- Born: Cynthia Kanema 1983 (age 42–43) Zambia
- Children: 2
- Beauty pageant titleholder
- Title: Miss Zambia 2003
- Major competition(s): Miss World 2003 Miss International 2004 Miss Universe 2005 Miss Earth 2005

= Cynthia Kanema =

Cynthia Kanema (born 1983) is a female model from Zambia. The first person that competed in all Big Four pageants.

Born in 1983. Crowned as Miss Zambia representing Lusaka in 2003. On 6 Dec. 2003, she competed in Miss World 2003 in Sanya, China. On 16 Oct, 2004, competed in Miss International 2004 in Beijing.

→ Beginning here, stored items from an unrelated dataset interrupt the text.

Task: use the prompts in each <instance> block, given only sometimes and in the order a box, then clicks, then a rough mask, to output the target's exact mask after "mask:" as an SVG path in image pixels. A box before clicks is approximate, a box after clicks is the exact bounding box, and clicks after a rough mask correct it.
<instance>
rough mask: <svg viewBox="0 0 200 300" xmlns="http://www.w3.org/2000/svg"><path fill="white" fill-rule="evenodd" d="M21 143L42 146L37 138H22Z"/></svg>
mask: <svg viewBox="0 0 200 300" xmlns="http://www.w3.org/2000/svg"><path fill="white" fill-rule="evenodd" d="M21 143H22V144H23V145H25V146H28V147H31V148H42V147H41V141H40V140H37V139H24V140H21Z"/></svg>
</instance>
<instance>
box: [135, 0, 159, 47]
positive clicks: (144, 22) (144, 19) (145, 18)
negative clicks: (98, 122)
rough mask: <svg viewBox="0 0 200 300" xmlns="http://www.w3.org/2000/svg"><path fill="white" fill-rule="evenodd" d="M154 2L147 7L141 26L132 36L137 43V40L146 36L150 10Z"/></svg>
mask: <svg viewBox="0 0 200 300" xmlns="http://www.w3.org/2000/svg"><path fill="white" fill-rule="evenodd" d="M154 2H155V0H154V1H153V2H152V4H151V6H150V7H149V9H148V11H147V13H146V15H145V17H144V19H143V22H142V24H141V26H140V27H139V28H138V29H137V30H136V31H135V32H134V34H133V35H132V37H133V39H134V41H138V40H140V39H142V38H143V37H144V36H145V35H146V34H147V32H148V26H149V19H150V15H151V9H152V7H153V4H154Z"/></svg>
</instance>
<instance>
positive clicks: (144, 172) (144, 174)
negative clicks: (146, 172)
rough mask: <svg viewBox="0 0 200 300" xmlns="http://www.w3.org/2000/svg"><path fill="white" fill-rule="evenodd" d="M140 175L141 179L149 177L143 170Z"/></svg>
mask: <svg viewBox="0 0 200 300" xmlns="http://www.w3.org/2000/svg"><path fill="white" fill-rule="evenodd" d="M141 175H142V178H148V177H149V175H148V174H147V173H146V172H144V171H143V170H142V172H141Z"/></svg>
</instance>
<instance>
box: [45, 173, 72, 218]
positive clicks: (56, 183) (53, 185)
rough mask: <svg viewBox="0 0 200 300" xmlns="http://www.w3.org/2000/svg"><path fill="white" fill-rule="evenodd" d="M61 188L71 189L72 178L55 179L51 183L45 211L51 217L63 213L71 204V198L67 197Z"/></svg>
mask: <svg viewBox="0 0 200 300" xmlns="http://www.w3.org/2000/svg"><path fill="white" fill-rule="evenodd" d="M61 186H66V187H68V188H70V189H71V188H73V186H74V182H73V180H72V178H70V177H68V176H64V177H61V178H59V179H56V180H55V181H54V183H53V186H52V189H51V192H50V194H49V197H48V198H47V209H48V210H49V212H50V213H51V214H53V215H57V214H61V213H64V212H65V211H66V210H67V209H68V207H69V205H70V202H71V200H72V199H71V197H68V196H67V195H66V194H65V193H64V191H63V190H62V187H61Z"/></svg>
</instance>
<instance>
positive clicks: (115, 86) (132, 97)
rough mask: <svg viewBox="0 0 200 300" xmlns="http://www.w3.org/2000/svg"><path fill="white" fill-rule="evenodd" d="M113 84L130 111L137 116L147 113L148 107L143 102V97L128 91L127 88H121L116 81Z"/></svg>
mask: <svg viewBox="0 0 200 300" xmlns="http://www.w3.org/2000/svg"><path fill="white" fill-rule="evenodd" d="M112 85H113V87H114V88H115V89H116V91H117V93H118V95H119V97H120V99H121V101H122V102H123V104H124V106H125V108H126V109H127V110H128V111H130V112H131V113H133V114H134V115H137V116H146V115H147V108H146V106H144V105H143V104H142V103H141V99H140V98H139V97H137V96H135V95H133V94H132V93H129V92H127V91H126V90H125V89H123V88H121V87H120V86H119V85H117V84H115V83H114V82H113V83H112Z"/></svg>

On 31 May 2005, she competed in Miss Universe 2005 in Nonthaburi province, Thailand as Miss Zambia Universe. After this pageant, she was appointed tourism ambassador for Thailand.

On 23 Oct, 2005, competed in Miss Earth 2005 in Quezon City, Philippines. After competing these pageants, she founded HighStyle Etiquette & Grooming to teach personal development, grooming and etiquettes. She is one of the judges of Cynthia Kanema super model search, the most prestigious beauty pageant in Zambia.

In 2011, she put her modelling career on hold to focus on marriage and two children. Cynthia says she has no regrets about retiring at the height of the career.。